Other Key Amendments of the Companies Act

  1. If a person holds 20 percent or more of a company’s shares, then that person is allowed to have an interest in the shares held by the corporate body including all its associates.
  2. The Registrar will have an increased say in rectifying the errors in the register.
  3. The financial statements that are laid before the annual general meeting or those that are sent to the members should also be retained for a minimum of five years.
  4. The circumstances under which registrar can determine that a company could be struck-off are enhanced. It may do so when
    1. The company fails to file the financial statements for the prescribed period
    2. The company fails to respond to correspondence beyond a specified period of time
    3. Report from credible third-party agencies, that the company is not carrying out business
    4. There is no director for the company and the registrar is unable to trace them
  5. A person, who has served as a director of more than three defunct / struck off companies, will be disqualified from acting as the director.
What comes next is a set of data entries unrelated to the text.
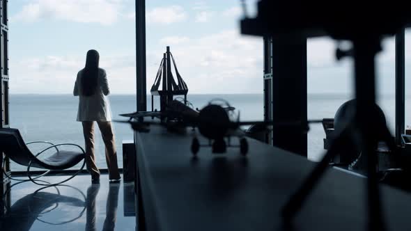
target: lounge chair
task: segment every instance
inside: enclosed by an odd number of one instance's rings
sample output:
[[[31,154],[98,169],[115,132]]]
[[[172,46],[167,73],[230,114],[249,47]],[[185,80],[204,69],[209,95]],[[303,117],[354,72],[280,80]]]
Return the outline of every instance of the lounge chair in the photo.
[[[27,148],[26,145],[33,143],[47,143],[51,146],[44,149],[40,152],[33,154]],[[80,151],[65,151],[59,149],[59,147],[63,145],[70,145],[79,148]],[[47,158],[39,159],[38,157],[44,154],[46,151],[50,149],[55,149],[56,152],[49,156]],[[13,128],[1,128],[0,129],[0,153],[3,152],[6,156],[10,158],[13,161],[27,166],[27,177],[33,183],[38,185],[52,186],[64,183],[79,173],[84,166],[86,165],[85,156],[86,153],[82,147],[74,143],[60,143],[54,145],[47,141],[34,141],[25,143],[18,129]],[[45,175],[52,170],[65,170],[75,166],[83,160],[83,165],[79,170],[76,172],[73,175],[70,176],[59,183],[56,184],[42,184],[35,181],[42,176]],[[45,173],[33,177],[30,173],[30,168],[31,167],[42,168],[47,170]],[[10,176],[7,175],[8,177]]]

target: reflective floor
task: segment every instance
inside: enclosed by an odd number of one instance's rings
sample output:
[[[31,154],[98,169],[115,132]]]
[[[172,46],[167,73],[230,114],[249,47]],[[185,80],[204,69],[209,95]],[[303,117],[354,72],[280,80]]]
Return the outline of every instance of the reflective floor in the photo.
[[[63,176],[42,177],[53,182]],[[5,214],[0,230],[136,230],[134,183],[109,184],[102,175],[100,184],[90,175],[79,175],[65,185],[16,184],[4,195]],[[14,184],[14,186],[13,186]]]

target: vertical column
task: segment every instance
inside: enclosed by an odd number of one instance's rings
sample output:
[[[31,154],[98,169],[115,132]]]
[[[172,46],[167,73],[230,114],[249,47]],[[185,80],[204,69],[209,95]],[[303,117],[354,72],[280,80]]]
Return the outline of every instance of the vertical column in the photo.
[[[170,47],[167,46],[166,50],[166,62],[167,66],[167,104],[169,104],[173,101],[173,85],[172,78],[173,74],[171,74],[171,58],[170,55]]]
[[[0,129],[10,127],[10,120],[8,113],[8,15],[7,15],[7,0],[0,0],[0,25],[1,25],[1,38],[0,38]],[[8,159],[6,158],[1,150],[0,149],[0,168],[4,166],[4,170],[10,173],[10,162]],[[9,183],[8,178],[3,175],[3,170],[0,173],[0,196],[3,198],[3,195],[6,189],[6,186]],[[0,214],[4,212],[4,208],[10,206],[8,200],[5,200],[5,204],[0,202]]]
[[[137,111],[147,111],[146,63],[146,0],[136,0],[136,79]]]
[[[401,145],[405,118],[405,38],[404,29],[395,36],[395,140]]]
[[[264,120],[272,120],[272,40],[265,37],[264,42]],[[265,143],[272,144],[272,130],[265,134]]]
[[[307,120],[307,40],[272,38],[272,120]],[[307,136],[300,129],[280,127],[272,131],[272,144],[307,156]]]

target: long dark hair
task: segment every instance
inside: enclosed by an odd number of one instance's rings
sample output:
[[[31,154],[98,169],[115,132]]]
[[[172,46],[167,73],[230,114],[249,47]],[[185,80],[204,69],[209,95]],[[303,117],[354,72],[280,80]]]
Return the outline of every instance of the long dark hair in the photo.
[[[99,59],[100,56],[96,50],[91,49],[87,51],[86,67],[83,70],[82,77],[82,93],[83,95],[93,95],[95,92],[98,78]]]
  6. If a director or company secretary fails to file or lodge documents, the Registrar will have the rights to debar him from taking up such responsibilities in the future. The debarred person can continue with his existing assignments, but cannot take up new assignments, until the charges on him are lifted.

The changes in the regulatory regime would help to bring about a positive change in the way the CSPs carry out their business, and further help to reduce the burden of registration on the companies that are looking forward to incorporate a company in Singapore.